Trend setting initiatives: From HIP-3 to its native stablecoin, Hyperliquid has consistently set the pace. The USDH ticker auction was one of crypto’s most fiercely contested events, drawing participation from all major players, and native markets ultimately prevailed. With 50% of USDH revenue allocated to buybacks and AF, Hyperliquid is uniquely positioned among L1s to capture stablecoin revenues as well as protocol fees generated across multiple frontends via HIP-3.
Stickier liquidity: While daily volumes have fluctuated, Hyperliquid continues to dominate in open interest and active users. These metrics suggest that a loyal core base of traders remains anchored to the platform.
Season 3 points program (speculative): Updates to the points page suggest that a new Season 3 program is imminent. Incentive distribution has always been a Hyperliquid strength, with 38.8% of $HYPE supply reserved for community rewards worth roughly $5.8 billion at current prices. No competitor can match this incentive pool.

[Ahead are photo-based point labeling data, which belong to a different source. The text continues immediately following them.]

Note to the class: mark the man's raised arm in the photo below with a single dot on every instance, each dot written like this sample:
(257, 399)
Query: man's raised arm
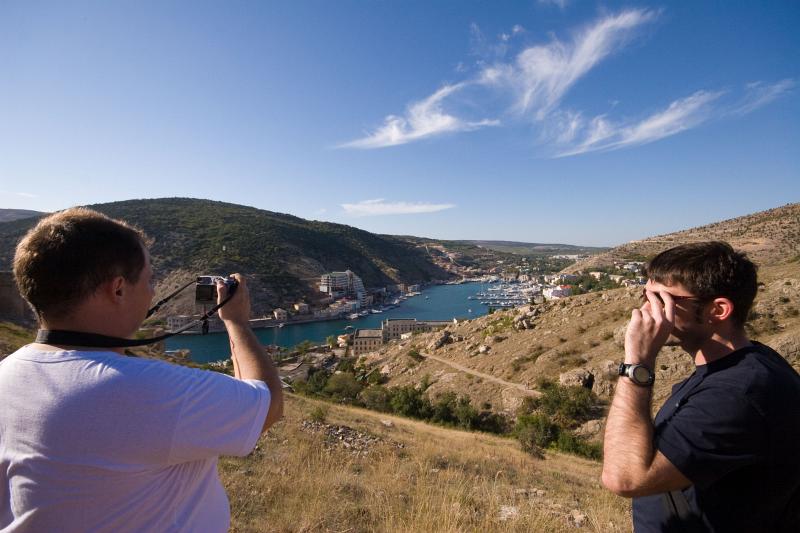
(250, 361)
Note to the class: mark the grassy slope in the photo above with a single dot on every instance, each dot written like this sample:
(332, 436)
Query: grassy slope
(440, 480)
(12, 337)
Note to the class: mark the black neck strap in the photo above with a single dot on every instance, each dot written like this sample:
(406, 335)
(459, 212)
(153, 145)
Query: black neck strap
(60, 337)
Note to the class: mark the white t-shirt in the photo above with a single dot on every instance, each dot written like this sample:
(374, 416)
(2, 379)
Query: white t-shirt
(97, 441)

HyperEVM TGEs: Upcoming anticipated HyperEVM token launches (UNIT, Kinetiq, Felix, etc.) will recycle liquidity back into the ecosystem and deepen $HYPE’s role. This evolution from just a DEX into a broader L1 platform could drive meaningful revaluation.
As with all investments, we deal in probabilities, not certainties. The hope for Hyperliquid is that when today’s turbulence subsides, it will emerge stronger, wiser, and still the leader in the market.